Patent Application
20080030510
Referring to
The first GPU 130 may be integrated in the chipset 120 as an IGP (integrated processing platform), or a discrete device out of the chipset 120. The number of the GPUs is not limited. But in this embodiment, two GPUs including the first GPU 130 and the second GPU 150 are employed to illustrate how to work on a graphics context.
The CPU 110 divides graphics content into two parts for the two GPUs, such as a frame for the GPU 130 and a frame for the GPU 150, the upper frame for the GPU 130 and the lower frame for the GPU 150, and an odd line for the GPU 130 and an even line for the GPU 150. The above methods are symmetric loading for the two GPUs. Or the graphics content is divided into two parts with different sizes, such as ⅓ frame and the rest ⅔ frame, asymmetric loading for the two GPUs. A part of the graphics content is sent to the GPU 130 to process, and the processed result of the GPU 130 is sent to the graphics memory 140 to store. The other part of the graphics content is sent to the GPU 150 to process, and also the processed result of the GPU 150 is sent to the graphics memory 160 to store.
The processed result of the second GPU 150 is sent to a memory device (not shown) from the second graphics memory 160 via the chipset 120 if a display is connected to the first GPU 130. The memory device may be a main memory electrically connected to the chipset 120 or the CPU 110. And then the processed result of the second GPU 150 is sent to the first graphics memory 140 from the memory device to be combined with the other processed graphics content of the first GPU 130 which is also stored in the first graphics memory 140. Finally, the first GPU 130 gets the combined processed result from the first graphics memory 140 and then output it to the display.
Referring to
In step 201, a CPU issues a command stream to run an application program (AP), such as a game. In step 202, An API command stream is generated via the AP. In step 203, an API (application program interface), such as an OpenGL or Direct X, receives the API command stream, and generates a graphics command stream for a video driver (or called a graphics driver). In step 204, the video driver receives the graphics command stream and then generates the first GPU command stream for the first GPU and the second GPU command stream for the second GPU. In step 205, the first GPU command stream is sent to the first GPU and the second GPU command stream is sent to the second GPU. The two GPUs process the two GPU command streams separately. In step 206, the processed results of the GPU commands are combined via a chipset and a memory device to output to a display.
The video driver uses the commands such as Ready, Go and Wait to enable the two GPUs alternately for the synchronization between the two GPUs. When one GPU is enabled, the other one is waiting by the use of the command “Wait”. When the processes executing in the GPU are done, it transmits a command “Go” to the video driver 360. The video driver 360 transmits a command “Go” to the other GPU to enable the other GPU. Moreover, it will be understood by those skilled in the art that the executing sequence and the mass or structure of the data processed in the above steps can be dynamically modified but not limited to the sequence and structure disclosure in this embodiment. Furthermore, the video diver 360 can be implemented by the use of hardware, such as Integrated Circuit, IC, which depends on the demands of user.
In conclusion, the present invention uses a video driver to implement the distribution of GPU command streams, and then accelerates graphics processes by switching the GPUs. The present invention also uses a method to integrate data by the way of writing into/reading from the main memory for accessing the processed data and the use of a chipset having abilities of bidirectional data transmission among the CPU and the main memory and the GPUs. The present invention provides a multi-GPU rendering system without using any adding connector to the GPUs in the graphics processing system, any adding elements for integrating and synchronizing image information, or GPUs having the same performance. The multi-GPU rendering system is also not limited by GPUs using the same core or manufactured by the same manufacturer.
One skilled in the art will understand that the embodiment of the present invention as shown in the drawings and described above is exemplary only and not intended to be limiting.

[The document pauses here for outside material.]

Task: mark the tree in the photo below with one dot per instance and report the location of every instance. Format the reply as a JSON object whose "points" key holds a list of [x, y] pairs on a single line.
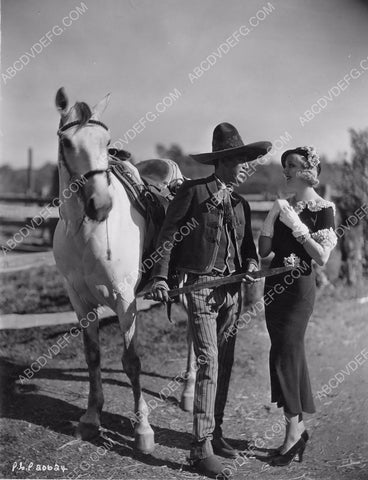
{"points": [[353, 206]]}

The foregoing description of the preferred embodiment of the present invention has been presented for purposes of illustration and description. It is not intended to be exhaustive or to limit the invention to the precise form or to exemplary embodiments disclosed. Accordingly, the foregoing description should be regarded as illustrative rather than restrictive. Obviously, many modifications and variations will be apparent to practitioners skilled in this art. The embodiments are chosen and described in order to best explain the principles of the invention and its best mode practical application, thereby to enable persons skilled in the art to understand the invention for various embodiments and with various modifications as are suited to the particular use or implementation contemplated. It is intended that the scope of the invention be defined by the claims appended hereto and their equivalents in which all terms are meant in their broadest reasonable sense unless otherwise indicated. It should be appreciated that variations may be made in the embodiments described by persons skilled in the art without departing from the scope of the present invention as defined by the following claims. Moreover, no element and component in the present disclosure is intended to be dedicated to the public regardless of whether the element or component is explicitly recited in the following claims.